Tabii ki insan hükümetinden bilimsel bir çalışma, araştırma, açıklama falan bekler ki o da ayrı bir mesele!
Bizim hükümetten bekleyiş, nafile!

-*-*-

Neyse, sivrisinekler, havadaki toz kirliliği derken bizim hükümet galiba sallanıyor!
Şimdilik dedikodu olsun bu yazdıklarım ama Erhan Arıklı ve Fikri Ataoğlu, anladığım kadarıyla Türkiye’den de gelen “emir” doğrultusunda mahalleye gönderiliyor…
Akabinde de DP ve YDP, yeni iki lider önderliğinde birleştirilecek…

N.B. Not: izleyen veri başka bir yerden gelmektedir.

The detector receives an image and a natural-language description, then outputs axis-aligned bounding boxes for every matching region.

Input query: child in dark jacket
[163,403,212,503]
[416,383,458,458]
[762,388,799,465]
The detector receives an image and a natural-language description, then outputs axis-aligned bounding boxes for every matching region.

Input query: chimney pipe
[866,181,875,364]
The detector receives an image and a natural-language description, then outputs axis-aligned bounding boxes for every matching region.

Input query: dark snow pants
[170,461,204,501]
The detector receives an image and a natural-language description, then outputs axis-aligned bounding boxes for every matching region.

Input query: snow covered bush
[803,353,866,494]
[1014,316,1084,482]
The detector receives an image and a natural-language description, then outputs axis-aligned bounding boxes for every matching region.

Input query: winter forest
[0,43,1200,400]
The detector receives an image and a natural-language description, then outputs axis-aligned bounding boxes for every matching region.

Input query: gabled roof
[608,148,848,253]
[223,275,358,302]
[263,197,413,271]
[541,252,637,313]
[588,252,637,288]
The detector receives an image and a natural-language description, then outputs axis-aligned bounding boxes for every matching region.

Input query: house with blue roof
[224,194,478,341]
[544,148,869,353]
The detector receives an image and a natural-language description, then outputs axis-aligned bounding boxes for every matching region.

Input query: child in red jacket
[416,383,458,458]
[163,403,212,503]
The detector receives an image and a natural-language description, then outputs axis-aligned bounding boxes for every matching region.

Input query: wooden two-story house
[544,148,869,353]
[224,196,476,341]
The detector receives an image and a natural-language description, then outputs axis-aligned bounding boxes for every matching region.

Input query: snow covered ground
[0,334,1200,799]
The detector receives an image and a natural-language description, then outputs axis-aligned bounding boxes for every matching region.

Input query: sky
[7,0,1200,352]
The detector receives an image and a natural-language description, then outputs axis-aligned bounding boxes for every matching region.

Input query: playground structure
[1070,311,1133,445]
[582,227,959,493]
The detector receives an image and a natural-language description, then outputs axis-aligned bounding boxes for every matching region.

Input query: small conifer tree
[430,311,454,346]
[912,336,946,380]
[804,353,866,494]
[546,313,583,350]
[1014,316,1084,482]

Cumhuriyetçi Türk Partisi’nin (CTP) Annan Planı Referandumu’nun 20’nci yılı nedeniyle “Bu Ülke Biziz, Varız, Tarih Yazarız” başlığı altında organize ettiği etkinlikler, Çarşamba akşamı Lefkoşa Kuğulu Park’ta gerçekleştirilen konserle sona erdi… Tüm etkinlikler gibi sonuncusu da muhteşemdi… Bu arada Annan Planı’nda da aynı sahneyi paylaşan gazeteci arkadaşlarımız Cenk Mutluyakalı ile Sami Özuslu da konser öncesi sunum yaparak döneme dair anılarını paylaştı. Emeği geçenlere helal olsun…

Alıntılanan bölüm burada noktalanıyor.